Jonathan Dalton, Phoenix Real Estate AgentYesterday was a first in my youth soccer coaching career. A handball was called against an opposing player and my team was awarded a free kick, which about 90 seconds later was converted into a goal.

“Timeout!” yelled the other coach, stomping onto the field. “I have an issue.” (I tend to think she had more than one issue, if you know what I mean, but I digress.)

Her argument was her player shouldn’t have been whistled for stopping the ball with her elbow. Alllllrighty then.

Later in the game we had a goal kick and I elected to have someone other than the goalie, my daughter, take the kick. “You can’t do that!” the coach screams. “It’s a goalie kick.”

Except it’s not a “goalie kick.” It’s a “goal kick” and anyone can take one. It’s even in the rules, somewhere or another. (I suggested she Google them after the game.)

This is my ninth season as a soccer coach for the YMCA. I give all the credit in the world to someone willing to volunteer their time to coach a group of kids, most strangers, and try to enrich their lives.

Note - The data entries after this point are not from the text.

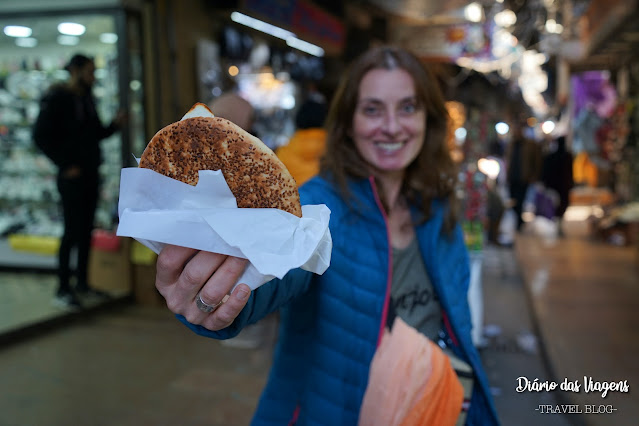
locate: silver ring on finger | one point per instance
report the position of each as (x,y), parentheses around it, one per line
(203,306)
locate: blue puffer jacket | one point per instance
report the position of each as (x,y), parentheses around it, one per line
(331,324)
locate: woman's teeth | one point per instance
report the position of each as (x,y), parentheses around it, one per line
(390,146)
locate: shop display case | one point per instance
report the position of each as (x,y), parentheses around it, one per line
(29,200)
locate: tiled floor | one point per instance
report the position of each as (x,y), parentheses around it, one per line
(136,365)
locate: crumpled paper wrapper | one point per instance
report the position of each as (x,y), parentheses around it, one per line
(157,210)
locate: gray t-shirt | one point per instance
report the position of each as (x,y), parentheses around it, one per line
(412,294)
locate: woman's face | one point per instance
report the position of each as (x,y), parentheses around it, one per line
(389,124)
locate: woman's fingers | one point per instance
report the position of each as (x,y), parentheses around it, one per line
(226,313)
(170,264)
(209,277)
(222,281)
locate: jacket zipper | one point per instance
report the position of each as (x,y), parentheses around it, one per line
(389,279)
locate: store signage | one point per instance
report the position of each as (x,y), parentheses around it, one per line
(602,18)
(443,42)
(303,18)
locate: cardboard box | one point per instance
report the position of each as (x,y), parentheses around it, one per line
(110,270)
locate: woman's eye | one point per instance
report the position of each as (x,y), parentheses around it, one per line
(371,110)
(408,108)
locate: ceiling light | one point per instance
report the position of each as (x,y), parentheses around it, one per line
(262,26)
(502,128)
(506,18)
(17,31)
(71,28)
(290,38)
(68,40)
(109,38)
(474,12)
(547,127)
(305,46)
(26,42)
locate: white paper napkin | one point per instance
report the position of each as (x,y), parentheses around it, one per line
(157,210)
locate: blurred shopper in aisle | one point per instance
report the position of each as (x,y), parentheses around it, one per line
(68,130)
(398,250)
(302,153)
(234,108)
(523,161)
(557,175)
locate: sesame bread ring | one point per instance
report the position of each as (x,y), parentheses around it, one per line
(253,173)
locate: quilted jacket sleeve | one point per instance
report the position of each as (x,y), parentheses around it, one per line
(272,295)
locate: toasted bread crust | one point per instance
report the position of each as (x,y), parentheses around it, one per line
(254,174)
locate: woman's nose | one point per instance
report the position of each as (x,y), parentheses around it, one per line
(391,124)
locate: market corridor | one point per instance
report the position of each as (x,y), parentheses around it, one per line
(128,364)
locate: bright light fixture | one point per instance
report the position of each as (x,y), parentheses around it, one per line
(68,40)
(305,46)
(17,31)
(262,26)
(489,167)
(502,128)
(290,38)
(26,42)
(460,134)
(553,27)
(548,126)
(474,12)
(71,28)
(109,38)
(506,18)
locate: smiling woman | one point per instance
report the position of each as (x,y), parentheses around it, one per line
(388,179)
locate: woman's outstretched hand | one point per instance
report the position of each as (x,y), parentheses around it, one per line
(184,274)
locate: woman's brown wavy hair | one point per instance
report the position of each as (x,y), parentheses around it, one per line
(433,173)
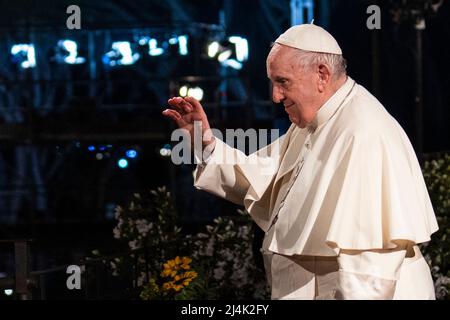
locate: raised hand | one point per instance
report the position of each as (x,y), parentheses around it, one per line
(184,112)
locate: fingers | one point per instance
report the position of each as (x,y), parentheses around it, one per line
(174,115)
(194,103)
(180,105)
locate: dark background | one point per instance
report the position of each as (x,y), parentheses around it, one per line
(54,190)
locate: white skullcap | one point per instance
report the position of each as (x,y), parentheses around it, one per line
(309,37)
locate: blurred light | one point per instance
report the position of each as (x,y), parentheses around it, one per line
(121,54)
(67,51)
(241,47)
(131,153)
(213,49)
(233,64)
(183,91)
(165,152)
(143,41)
(122,163)
(224,55)
(196,92)
(24,54)
(153,48)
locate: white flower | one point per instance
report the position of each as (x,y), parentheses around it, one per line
(219,273)
(117,233)
(118,211)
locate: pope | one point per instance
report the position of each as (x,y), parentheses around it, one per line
(346,206)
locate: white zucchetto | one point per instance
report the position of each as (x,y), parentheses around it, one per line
(309,37)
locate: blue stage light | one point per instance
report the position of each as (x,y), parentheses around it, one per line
(122,163)
(131,153)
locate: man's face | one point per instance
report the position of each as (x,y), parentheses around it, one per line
(293,85)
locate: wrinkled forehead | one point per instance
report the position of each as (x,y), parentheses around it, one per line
(280,56)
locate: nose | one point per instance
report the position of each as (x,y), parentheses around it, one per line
(277,94)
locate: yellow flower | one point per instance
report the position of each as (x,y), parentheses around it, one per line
(171,267)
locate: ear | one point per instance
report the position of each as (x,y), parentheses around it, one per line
(324,76)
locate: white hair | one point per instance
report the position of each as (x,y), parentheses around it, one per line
(335,62)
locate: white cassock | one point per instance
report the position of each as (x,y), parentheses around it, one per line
(343,203)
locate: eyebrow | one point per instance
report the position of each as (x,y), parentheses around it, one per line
(279,79)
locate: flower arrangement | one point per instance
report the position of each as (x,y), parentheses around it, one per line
(173,282)
(437,252)
(224,262)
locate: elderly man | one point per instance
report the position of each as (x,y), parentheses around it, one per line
(347,204)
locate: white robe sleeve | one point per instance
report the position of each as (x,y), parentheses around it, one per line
(244,180)
(229,173)
(369,275)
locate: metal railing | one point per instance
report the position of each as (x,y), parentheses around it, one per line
(97,279)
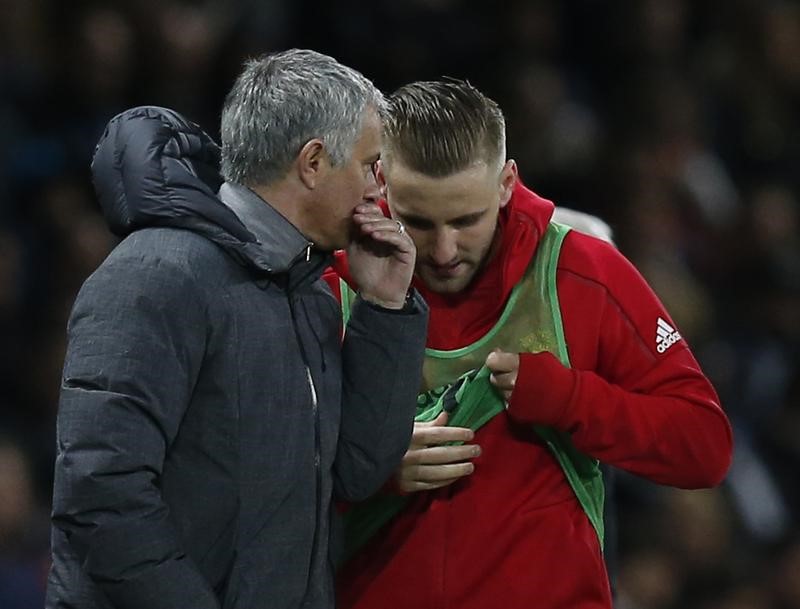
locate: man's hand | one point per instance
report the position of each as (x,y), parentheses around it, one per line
(428,464)
(504,367)
(381,257)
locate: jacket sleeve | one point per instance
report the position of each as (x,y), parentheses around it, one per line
(625,402)
(136,339)
(382,372)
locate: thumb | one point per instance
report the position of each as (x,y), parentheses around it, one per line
(439,421)
(496,359)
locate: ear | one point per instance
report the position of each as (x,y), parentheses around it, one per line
(508,178)
(312,163)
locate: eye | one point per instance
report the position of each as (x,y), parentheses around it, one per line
(371,168)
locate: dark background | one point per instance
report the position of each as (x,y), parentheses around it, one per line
(678,122)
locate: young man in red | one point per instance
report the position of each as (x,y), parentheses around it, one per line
(556,354)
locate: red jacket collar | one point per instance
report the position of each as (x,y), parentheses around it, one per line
(460,319)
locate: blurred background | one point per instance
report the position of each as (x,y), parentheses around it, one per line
(677,122)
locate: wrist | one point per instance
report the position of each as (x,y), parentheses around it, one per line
(393,304)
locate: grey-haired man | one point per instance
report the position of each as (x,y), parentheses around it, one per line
(209,410)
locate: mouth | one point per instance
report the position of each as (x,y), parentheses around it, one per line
(446,271)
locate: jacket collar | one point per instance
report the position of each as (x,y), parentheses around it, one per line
(279,241)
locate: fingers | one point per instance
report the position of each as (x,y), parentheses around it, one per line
(504,367)
(413,486)
(430,462)
(417,477)
(436,455)
(427,434)
(371,222)
(499,361)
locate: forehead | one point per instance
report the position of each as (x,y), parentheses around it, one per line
(440,199)
(368,143)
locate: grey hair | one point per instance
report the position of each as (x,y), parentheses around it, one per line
(281,101)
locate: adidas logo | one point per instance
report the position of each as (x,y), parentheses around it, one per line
(666,336)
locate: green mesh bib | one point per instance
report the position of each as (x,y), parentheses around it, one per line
(457,381)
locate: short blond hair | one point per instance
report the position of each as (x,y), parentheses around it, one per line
(441,127)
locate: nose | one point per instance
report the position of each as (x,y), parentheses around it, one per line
(372,192)
(445,247)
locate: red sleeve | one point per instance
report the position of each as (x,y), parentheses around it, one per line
(339,269)
(635,396)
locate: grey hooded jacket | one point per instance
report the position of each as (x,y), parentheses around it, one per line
(209,409)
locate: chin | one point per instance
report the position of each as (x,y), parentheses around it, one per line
(444,286)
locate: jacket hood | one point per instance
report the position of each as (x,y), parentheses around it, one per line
(154,168)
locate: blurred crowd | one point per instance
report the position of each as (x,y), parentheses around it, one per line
(676,121)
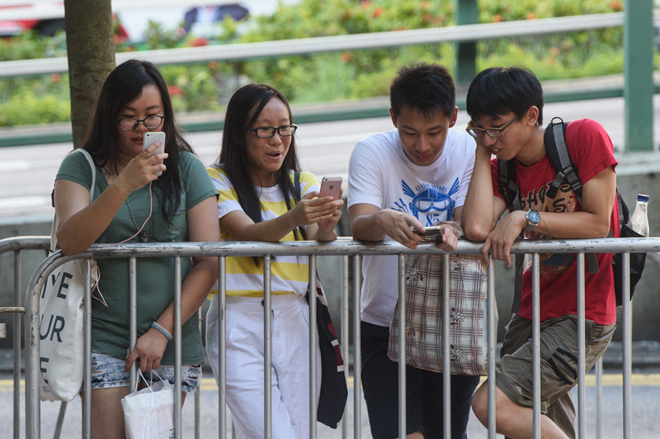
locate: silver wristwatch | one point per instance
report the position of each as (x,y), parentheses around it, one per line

But getting a T-shirt that says “YMCA Coach” doesn’t really make you a soccer coach - not if you don’t know the rules.

Likewise, getting a real estate license doesn’t really make you a real estate professional - you’re not if you don’t know the rules. And the rules involve more than calculating what your commission will be based on the co-broke in the MLS.

The rules involve knowing the contract - not just knowing of it, but knowing the contract backward and forward to the point that your client won’t be disadvantaged when you run into an agent who really does know the contract.

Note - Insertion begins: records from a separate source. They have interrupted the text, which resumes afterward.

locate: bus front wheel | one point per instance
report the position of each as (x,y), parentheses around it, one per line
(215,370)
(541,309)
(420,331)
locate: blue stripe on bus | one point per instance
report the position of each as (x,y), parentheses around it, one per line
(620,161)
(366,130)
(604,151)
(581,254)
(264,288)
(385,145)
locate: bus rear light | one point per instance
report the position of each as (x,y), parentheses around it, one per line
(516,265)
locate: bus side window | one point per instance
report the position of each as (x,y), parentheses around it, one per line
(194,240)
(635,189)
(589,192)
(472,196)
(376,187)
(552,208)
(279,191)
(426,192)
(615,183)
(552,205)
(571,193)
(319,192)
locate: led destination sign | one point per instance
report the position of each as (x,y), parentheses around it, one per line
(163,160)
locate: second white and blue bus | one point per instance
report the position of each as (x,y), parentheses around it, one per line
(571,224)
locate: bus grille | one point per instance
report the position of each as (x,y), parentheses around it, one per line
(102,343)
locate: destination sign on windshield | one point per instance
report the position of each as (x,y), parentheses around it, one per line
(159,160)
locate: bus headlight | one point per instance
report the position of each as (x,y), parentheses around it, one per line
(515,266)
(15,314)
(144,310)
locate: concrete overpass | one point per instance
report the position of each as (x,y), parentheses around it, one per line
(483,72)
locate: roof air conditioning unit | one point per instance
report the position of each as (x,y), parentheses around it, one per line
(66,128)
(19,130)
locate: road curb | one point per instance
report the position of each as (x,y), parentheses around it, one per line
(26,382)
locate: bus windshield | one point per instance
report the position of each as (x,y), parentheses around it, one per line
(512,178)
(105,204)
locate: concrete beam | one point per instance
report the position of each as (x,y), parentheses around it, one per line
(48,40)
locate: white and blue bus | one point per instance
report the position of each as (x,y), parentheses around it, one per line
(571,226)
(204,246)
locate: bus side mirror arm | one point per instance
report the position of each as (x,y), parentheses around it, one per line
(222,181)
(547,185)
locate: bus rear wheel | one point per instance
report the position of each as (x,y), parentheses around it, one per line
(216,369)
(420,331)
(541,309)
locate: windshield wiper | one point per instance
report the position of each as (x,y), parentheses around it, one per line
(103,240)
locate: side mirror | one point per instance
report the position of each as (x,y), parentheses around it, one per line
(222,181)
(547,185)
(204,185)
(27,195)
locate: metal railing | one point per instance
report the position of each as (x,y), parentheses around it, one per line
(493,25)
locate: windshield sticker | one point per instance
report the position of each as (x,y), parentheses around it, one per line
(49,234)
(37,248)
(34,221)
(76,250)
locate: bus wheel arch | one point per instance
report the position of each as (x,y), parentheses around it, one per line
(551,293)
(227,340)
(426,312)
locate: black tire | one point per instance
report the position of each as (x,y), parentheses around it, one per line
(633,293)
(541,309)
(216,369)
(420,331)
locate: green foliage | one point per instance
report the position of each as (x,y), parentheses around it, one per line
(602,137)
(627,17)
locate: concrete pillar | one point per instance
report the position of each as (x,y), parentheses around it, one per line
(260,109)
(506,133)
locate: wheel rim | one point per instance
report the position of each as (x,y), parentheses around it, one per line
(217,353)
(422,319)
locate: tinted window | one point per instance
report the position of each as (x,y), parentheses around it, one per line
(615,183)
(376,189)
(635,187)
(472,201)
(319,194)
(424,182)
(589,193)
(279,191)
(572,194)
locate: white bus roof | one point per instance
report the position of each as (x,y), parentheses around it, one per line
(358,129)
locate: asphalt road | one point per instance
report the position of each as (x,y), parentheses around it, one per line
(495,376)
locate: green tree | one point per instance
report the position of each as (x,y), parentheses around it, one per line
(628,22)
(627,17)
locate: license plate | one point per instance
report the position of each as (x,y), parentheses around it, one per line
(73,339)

The rules involve knowing the local MLS rules. There was a long debate in my office on Thursday about the best way of avoiding short sales in the local MLS (at the instruction of a buyer, of course.) One agent suggested a search for listings without “short sale” in the agent remarks. Which is fine, except agents aren’t required to use the words short sale anywhere in the listing.

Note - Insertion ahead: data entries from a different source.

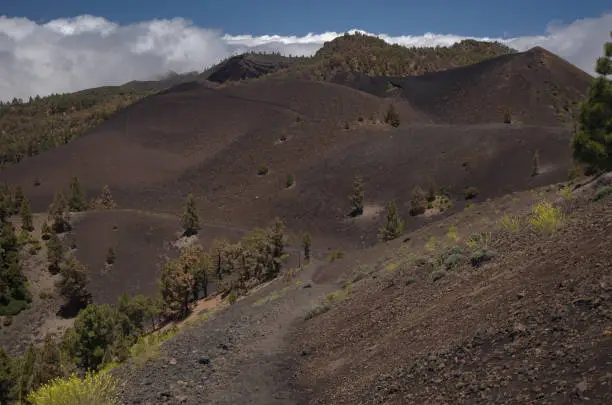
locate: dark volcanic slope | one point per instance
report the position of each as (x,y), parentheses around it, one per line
(536,86)
(248,66)
(193,139)
(141,241)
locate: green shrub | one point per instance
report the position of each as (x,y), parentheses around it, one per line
(13,307)
(546,218)
(438,275)
(318,310)
(262,170)
(510,223)
(289,181)
(93,389)
(470,193)
(454,260)
(481,256)
(603,192)
(147,346)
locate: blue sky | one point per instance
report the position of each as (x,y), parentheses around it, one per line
(56,46)
(298,17)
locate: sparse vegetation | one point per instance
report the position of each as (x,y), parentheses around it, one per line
(510,223)
(190,219)
(306,245)
(394,226)
(262,170)
(418,201)
(26,215)
(593,141)
(545,217)
(392,116)
(104,201)
(603,192)
(357,196)
(535,167)
(94,388)
(76,197)
(290,181)
(470,193)
(58,214)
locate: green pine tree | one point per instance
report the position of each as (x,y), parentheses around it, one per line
(26,215)
(394,226)
(306,244)
(58,213)
(55,253)
(76,198)
(191,221)
(593,140)
(356,197)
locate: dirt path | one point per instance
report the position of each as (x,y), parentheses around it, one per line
(239,356)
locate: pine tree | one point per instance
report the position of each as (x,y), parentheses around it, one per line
(26,215)
(73,284)
(55,253)
(76,197)
(535,169)
(394,226)
(392,117)
(306,244)
(191,222)
(418,201)
(105,200)
(18,198)
(7,378)
(593,141)
(58,213)
(356,197)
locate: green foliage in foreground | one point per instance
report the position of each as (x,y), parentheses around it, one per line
(93,389)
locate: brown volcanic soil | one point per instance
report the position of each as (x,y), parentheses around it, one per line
(142,241)
(533,326)
(537,87)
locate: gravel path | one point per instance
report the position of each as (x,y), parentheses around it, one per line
(240,355)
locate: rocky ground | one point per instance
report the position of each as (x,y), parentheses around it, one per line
(239,355)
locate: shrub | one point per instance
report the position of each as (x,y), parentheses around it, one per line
(147,346)
(574,173)
(392,117)
(603,192)
(318,310)
(289,182)
(357,196)
(394,226)
(535,168)
(418,201)
(591,141)
(470,192)
(507,116)
(546,218)
(481,256)
(262,170)
(438,275)
(566,192)
(94,388)
(510,223)
(110,256)
(454,260)
(335,254)
(190,219)
(479,240)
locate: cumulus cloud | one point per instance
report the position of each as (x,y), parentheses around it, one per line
(71,54)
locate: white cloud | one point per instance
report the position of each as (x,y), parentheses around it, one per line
(75,53)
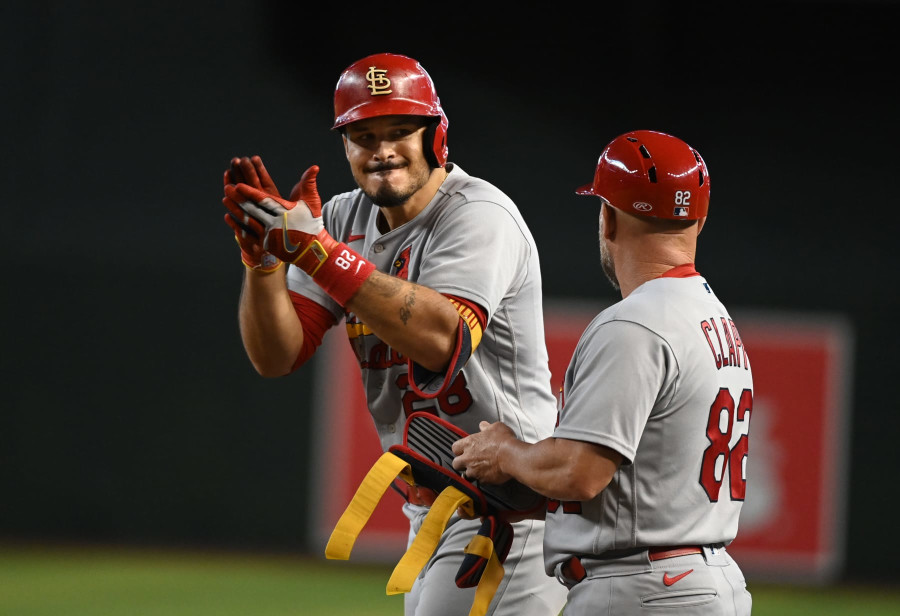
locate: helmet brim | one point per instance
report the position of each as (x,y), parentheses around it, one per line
(394,106)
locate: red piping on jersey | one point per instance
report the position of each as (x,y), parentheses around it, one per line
(682,271)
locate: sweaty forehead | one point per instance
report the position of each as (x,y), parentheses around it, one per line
(382,122)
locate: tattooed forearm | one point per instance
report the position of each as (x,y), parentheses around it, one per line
(386,286)
(405,312)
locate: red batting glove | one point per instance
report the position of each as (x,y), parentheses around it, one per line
(294,232)
(248,235)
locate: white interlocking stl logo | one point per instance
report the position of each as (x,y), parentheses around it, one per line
(378,83)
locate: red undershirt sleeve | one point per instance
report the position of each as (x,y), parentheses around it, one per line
(316,320)
(429,384)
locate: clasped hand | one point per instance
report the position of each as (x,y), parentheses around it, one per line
(478,455)
(287,228)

Agents are required to mark the “Lender/Corp Approval Required” field. Not that all do. In 90 listings last week I found two dozen violations.

(Another agent argued that you may lose REOs - bank owned homes - if you exclude the Lender/Corp Approval Required field because some listings agents mark that field for these properties as well. Those agents are doing their client a disservice since there’s a separate field for Lender Owned Properties.)

None of us come out of real estate school knowing all there is to know. For all of us, there is a constant educational curve. Assuming, that is, we choose to pay attention to such things.

For many, a license is enough and the rules of the road aren’t too important, at least until they are. Just like not knowing that there’s no such thing as a “goalie kick” isn’t all that important until it becomes so.